Sheilas’ Wheels owner esure warned that premium income growth was set to slow as rates come under pressure amid a car insurance price war.
The caution took the shine off esure’s maiden set of half-year results after floating on the stock market earlier this year, which showed pre-tax profits climbing 15.2% to £56.9m, with gross written premiums up 6.7% to £265.4m.
Shares tumbled by 8% on the premium income blow and as its interim dividend payout of 2.5p came in below City expectations.
Chief executive Stuart Vann said the figures showed steady improvements, adding: “We are pleased with our progress in a competitive market.”
But the company said there had been an increase in price competitiveness in personal motor insurance that had picked up pace since the end of the second quarter.
It said: “In the light of current conditions, the group now expects full year premium growth to be lower than that achieved in the first half of the year.”
Figures from AA Insurance last month showed the average cost of annual comprehensive car insurance had dropped 9.8% in the last year.
But esure said the slow-down in full-year premium growth would be substantially mitigated by positive factors including the impact of new gender equality rules on its Sheilas’ Wheels brand.

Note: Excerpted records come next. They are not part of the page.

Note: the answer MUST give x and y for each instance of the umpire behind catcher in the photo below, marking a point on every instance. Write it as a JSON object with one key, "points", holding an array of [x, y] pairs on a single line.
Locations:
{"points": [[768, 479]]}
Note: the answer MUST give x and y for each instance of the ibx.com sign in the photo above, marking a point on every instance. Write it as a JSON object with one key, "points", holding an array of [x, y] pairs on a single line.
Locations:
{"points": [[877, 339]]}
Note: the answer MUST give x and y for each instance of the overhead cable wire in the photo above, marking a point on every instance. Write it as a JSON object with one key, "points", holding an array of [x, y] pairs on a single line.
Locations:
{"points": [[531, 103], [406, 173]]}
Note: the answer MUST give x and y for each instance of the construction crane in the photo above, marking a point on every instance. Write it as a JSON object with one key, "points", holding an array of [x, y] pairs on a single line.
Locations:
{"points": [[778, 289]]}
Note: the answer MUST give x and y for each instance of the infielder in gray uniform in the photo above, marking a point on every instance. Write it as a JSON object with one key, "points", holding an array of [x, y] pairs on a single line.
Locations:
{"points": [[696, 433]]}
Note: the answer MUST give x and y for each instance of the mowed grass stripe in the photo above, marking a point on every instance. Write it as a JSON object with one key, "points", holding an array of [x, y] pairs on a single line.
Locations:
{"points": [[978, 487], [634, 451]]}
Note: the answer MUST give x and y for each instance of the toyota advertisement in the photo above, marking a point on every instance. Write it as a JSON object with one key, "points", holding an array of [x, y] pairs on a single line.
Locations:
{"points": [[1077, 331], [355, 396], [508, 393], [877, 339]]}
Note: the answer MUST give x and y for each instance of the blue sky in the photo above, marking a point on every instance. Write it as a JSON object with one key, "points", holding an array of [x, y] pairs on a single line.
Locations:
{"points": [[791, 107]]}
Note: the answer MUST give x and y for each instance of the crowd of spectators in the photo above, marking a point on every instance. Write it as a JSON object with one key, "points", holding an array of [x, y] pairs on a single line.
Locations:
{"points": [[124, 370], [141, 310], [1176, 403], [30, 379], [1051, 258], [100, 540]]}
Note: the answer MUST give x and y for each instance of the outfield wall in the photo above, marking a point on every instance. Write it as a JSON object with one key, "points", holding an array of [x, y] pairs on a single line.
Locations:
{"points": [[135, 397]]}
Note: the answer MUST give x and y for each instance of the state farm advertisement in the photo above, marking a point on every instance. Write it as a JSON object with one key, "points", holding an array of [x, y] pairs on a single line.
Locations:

The rules ban cheaper car cover for women drivers and esure said they had seen females experience the greatest level of rate increases across the motor market, particularly for younger drivers.
However, Sheila’s Wheels has not had to shift prices as dramatically as many rivals, since 95% of its 700,000 customers are women. It said it had benefited from being able to quote competitive prices on renewal.
It also said there were early encouraging signs about the impact of legal reforms tightening the handling of personal injury claims, while it said its home insurance business had performed well.
But Shore Capital analyst Eamonn Flanagan said: “The interim dividend of 2.5p was much lower than consensus, which may disappoint the market.”